2030 Climate Challenge walks the walk

Words:
Alan Jones

The RIBA's climate initiative turns words into action. Come and join us

The architects’ profession understands the climate challenge. But being aware is one thing, minimising and negating the impact altogether are much harder targets to reach. So the RIBA is launching the 2030 Climate Challenge setting targets for practices for all their buildings.

In June this year the RIBA joined the global declaration of an environmental and climate emergency. In the same week, the UK government announced a new law to bring greenhouse gas emissions to net zero by 2050. 

Many members and practices have signed up to the Architects Declare initiative, joined representatives from across the construction industry on the recent Global Climate Strike, and taken action to increase the sustainability of their projects.   The five presidents’ agreement on the Future of the Profession now has signatories from architects’ institutes from across the world, and calls for supporters to ‘Lead our profession in the fight for a more sustainable built environment. The RIBA’s Ethics and Sustainable Development Commission report provides vital context for our work in this area. 

We know the built environment generates around 40% of the world’s annual greenhouse gas emissions and the Intergovernmental Panel on Climate Change (IPCC) has set a target of limiting the rise in global average temperatures to 1.5°C by the end of the century. It estimates that a further temperature rise of just half a degree would have catastrophic impacts, with rising sea levels, more experiencing water scarcity and severe impact on flora and fauna. From the Ards Peninsula to Cambridgeshire, the Maldives to Venice, low lying and coastal villages, towns and cities are at extreme risk.  Five Solomon Islands have already disappeared. 

As architects we are guardians of the built environment, equipped thanks to our education and continuing professional development with the tools to combine strategic ideas with performance and regulation, choice of material, construction and technology – from initiation to occupancy and use. 
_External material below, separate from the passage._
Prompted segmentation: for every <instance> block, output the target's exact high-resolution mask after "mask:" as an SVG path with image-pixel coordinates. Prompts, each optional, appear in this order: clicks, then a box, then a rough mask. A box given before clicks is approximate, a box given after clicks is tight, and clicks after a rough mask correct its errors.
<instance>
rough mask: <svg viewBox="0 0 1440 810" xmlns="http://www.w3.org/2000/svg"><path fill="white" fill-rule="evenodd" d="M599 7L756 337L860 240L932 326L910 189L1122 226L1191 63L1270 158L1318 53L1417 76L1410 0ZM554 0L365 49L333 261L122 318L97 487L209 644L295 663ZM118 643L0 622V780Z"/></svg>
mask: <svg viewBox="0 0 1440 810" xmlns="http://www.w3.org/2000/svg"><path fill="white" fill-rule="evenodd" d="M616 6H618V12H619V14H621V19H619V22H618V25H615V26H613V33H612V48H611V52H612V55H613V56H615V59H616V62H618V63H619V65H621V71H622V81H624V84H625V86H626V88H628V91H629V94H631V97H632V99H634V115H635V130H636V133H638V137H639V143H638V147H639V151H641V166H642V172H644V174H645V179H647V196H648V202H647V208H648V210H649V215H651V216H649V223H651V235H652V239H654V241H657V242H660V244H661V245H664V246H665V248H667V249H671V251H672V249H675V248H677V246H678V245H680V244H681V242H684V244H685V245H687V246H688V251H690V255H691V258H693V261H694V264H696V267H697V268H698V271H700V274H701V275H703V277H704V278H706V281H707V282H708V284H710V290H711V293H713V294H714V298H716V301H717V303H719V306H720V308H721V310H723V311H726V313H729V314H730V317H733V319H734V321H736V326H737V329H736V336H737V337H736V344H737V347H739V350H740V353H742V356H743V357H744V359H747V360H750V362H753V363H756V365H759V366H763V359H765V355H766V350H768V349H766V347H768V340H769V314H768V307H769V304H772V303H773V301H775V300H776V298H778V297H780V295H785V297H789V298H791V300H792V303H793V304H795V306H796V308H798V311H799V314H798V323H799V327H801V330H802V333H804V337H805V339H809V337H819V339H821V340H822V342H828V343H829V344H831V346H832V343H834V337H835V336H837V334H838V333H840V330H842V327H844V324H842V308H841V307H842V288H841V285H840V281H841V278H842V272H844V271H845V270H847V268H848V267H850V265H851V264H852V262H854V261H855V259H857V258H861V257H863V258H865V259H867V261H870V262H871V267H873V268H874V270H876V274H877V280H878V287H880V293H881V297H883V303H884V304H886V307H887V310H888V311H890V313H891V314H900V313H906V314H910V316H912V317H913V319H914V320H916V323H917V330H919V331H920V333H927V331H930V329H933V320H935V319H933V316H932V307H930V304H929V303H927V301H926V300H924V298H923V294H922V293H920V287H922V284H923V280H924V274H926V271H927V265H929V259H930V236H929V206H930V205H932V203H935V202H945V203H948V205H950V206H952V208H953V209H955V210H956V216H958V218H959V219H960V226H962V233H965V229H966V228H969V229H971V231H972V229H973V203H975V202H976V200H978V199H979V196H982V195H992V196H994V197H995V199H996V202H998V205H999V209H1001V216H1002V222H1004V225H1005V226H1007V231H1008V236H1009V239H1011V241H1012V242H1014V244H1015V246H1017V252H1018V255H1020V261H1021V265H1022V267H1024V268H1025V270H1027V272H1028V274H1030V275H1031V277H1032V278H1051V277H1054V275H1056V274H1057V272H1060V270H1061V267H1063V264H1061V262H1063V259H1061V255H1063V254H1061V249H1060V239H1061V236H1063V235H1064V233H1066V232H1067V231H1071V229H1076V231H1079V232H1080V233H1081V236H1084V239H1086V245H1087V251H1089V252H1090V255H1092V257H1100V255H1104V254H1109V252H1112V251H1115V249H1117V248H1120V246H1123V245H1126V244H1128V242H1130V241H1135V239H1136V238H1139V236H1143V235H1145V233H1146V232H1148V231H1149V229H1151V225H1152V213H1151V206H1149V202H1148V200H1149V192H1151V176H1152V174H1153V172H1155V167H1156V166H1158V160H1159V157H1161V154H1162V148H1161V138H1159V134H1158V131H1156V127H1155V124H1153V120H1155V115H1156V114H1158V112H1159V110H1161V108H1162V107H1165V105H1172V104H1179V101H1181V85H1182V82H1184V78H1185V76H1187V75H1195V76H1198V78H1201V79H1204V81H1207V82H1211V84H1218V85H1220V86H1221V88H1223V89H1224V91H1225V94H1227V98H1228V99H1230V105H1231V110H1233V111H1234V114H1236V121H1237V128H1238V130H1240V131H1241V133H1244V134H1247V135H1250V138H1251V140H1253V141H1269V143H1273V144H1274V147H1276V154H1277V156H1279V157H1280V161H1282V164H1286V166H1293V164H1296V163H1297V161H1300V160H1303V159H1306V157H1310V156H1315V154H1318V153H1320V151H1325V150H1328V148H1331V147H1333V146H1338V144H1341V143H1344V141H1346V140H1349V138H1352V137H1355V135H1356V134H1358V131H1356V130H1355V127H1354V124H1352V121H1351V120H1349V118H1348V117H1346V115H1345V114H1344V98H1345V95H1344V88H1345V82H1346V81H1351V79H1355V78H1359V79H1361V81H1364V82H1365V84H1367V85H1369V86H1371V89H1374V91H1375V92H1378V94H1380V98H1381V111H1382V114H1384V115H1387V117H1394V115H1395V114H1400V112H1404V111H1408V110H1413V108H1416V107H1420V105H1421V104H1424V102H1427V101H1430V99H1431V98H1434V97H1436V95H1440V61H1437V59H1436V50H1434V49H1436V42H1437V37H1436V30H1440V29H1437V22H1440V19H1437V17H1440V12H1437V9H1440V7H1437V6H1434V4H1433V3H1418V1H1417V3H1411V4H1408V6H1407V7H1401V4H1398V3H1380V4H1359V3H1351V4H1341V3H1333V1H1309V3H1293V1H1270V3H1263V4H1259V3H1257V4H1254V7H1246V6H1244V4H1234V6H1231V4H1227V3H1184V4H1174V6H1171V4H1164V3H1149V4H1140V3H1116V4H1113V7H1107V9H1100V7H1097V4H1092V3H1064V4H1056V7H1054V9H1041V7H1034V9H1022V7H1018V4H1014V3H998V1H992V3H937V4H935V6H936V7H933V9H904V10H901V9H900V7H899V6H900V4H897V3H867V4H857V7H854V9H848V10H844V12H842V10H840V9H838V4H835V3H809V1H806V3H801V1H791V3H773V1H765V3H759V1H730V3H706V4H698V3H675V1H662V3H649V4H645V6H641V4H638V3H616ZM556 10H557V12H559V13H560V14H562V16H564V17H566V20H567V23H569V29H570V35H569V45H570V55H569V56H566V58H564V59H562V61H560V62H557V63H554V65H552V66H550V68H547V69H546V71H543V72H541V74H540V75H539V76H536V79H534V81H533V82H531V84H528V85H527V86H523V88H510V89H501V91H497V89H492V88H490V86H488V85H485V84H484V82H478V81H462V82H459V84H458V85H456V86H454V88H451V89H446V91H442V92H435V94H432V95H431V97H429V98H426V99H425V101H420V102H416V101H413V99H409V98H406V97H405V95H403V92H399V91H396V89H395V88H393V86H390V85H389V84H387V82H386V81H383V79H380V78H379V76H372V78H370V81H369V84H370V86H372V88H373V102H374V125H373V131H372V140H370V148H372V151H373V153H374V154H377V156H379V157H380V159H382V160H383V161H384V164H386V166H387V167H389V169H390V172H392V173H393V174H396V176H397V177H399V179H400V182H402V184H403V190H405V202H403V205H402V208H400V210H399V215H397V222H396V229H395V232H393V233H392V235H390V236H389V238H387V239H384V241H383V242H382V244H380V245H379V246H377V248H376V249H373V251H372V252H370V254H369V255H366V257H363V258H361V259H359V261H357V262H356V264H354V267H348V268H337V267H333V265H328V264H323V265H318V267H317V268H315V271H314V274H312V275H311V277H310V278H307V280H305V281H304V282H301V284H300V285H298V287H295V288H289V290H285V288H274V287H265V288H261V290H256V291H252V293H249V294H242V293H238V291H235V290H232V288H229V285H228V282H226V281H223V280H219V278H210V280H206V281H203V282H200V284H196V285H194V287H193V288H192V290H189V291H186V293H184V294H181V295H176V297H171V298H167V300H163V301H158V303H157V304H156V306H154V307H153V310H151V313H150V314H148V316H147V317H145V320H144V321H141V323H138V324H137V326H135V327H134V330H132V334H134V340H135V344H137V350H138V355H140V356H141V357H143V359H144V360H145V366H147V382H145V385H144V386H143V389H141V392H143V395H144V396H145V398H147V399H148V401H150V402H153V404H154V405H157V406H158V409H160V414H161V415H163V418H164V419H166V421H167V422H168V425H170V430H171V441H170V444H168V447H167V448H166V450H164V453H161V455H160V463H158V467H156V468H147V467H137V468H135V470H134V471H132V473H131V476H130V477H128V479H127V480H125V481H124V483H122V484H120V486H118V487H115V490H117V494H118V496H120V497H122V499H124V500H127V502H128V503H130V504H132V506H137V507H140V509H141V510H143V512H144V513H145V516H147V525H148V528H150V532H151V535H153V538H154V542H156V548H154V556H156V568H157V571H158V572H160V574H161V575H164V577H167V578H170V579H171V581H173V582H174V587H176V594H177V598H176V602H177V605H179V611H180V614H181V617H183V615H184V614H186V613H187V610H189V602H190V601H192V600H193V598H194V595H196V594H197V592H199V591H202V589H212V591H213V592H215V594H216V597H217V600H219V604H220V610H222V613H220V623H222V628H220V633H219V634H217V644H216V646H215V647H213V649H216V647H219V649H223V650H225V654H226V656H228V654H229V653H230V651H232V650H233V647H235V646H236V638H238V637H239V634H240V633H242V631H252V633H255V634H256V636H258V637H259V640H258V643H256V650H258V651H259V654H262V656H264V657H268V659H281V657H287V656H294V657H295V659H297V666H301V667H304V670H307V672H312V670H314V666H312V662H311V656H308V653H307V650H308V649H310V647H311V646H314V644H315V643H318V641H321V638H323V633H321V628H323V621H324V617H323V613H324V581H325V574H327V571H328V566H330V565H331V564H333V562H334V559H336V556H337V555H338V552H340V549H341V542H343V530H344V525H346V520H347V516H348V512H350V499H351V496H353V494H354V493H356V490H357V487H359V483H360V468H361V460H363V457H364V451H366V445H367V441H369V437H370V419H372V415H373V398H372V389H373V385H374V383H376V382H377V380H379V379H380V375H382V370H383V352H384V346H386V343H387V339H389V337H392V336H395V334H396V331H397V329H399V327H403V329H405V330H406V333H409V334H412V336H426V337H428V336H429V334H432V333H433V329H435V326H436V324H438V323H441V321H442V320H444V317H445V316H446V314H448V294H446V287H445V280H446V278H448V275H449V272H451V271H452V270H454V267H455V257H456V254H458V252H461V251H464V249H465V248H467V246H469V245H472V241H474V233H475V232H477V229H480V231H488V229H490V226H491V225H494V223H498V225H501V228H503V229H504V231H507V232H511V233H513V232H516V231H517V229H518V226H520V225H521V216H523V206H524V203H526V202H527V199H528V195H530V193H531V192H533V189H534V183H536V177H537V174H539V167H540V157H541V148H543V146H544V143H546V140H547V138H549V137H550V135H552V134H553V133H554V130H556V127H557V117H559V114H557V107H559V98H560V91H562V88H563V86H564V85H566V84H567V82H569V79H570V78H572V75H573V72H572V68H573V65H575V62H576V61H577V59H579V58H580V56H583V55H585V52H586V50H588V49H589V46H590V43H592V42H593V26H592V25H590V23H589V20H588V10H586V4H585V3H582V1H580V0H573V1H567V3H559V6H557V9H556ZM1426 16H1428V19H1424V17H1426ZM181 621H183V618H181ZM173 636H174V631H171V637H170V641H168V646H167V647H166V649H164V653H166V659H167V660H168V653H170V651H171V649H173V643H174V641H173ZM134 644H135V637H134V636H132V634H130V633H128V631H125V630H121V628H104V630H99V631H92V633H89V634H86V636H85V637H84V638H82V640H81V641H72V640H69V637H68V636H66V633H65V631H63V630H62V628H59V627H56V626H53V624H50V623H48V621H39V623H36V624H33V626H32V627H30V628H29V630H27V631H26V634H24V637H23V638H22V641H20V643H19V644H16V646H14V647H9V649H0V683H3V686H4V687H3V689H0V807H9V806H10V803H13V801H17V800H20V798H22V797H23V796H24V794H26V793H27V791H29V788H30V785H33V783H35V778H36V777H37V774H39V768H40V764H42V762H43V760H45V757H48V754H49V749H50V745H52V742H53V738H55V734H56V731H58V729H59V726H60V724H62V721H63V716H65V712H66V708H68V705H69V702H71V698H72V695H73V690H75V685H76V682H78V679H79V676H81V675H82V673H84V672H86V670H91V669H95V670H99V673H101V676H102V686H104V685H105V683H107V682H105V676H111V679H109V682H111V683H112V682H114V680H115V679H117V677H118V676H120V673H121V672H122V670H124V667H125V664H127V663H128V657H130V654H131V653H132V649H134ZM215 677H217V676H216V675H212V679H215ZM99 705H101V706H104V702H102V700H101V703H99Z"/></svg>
For many years the responsibility for members to be “aware of the environmental impact of their work” has featured in the RIBA Code of Conduct.  The new 2019 RIBA Codes of Conduct and Practice have enhanced requirements around sustainable design and environmental impact.

Across the UK and beyond we need governments to regulate quickly, to set higher environmental targets for new and refurbished building, and the RIBA will be lobbying vigorously for this.

But architects in practice must also take a greater lead in addressing climate change.  That is why the RIBA is launching the 2030 Climate Challenge for RIBA chartered practices. 

The RIBA and its expert Sustainable Futures Group have developed ambitious targets for buildings on operational energy, embodied carbon and mains water use. This has included close engagement with other built environment organisations and with the UK Committee on Climate Change. We will be relying on the profession to consider the most important resources that buildings use or embody in the design process and measure the performance of their buildings by undertaking the simplest form of post occupancy evaluation. We are asking chartered practices to take the challenge on all their projects and commit to work towards these goals, bringing their clients along with them.

There are tips and tools and CPD events to support practices to deliver more sustainable projects on www.architecture.com The institute will be launching new guidance through the RIBA Plan of Work 2019 and a detailed guide on Sustainable Outcomes aligned to the UN Sustainable Development Goals later this year. We are also developing a platform to gather building performance data, enabling architects to learn from their own buildings, and from trends drawn from the anonymised data submitted. 

As well as the 2030 Challenge and changes to the codes of conduct and practice, the RIBA has introduced enhanced sustainability criteria for RIBA awards. This year’s Stirling Prize shortlist is arguably the most sustainable one ever.  Hundreds attended the RIBA London Sustainable Architecture Festival last month, and I’m excited to hear about other RIBA events centring on sustainability around the UK.

The time for talking, stalling and vague targets is over. Architects and the whole of the construction industry must pick up the pace as time is short.

Will you, and the practice you work with, take up the 2030 Challenge?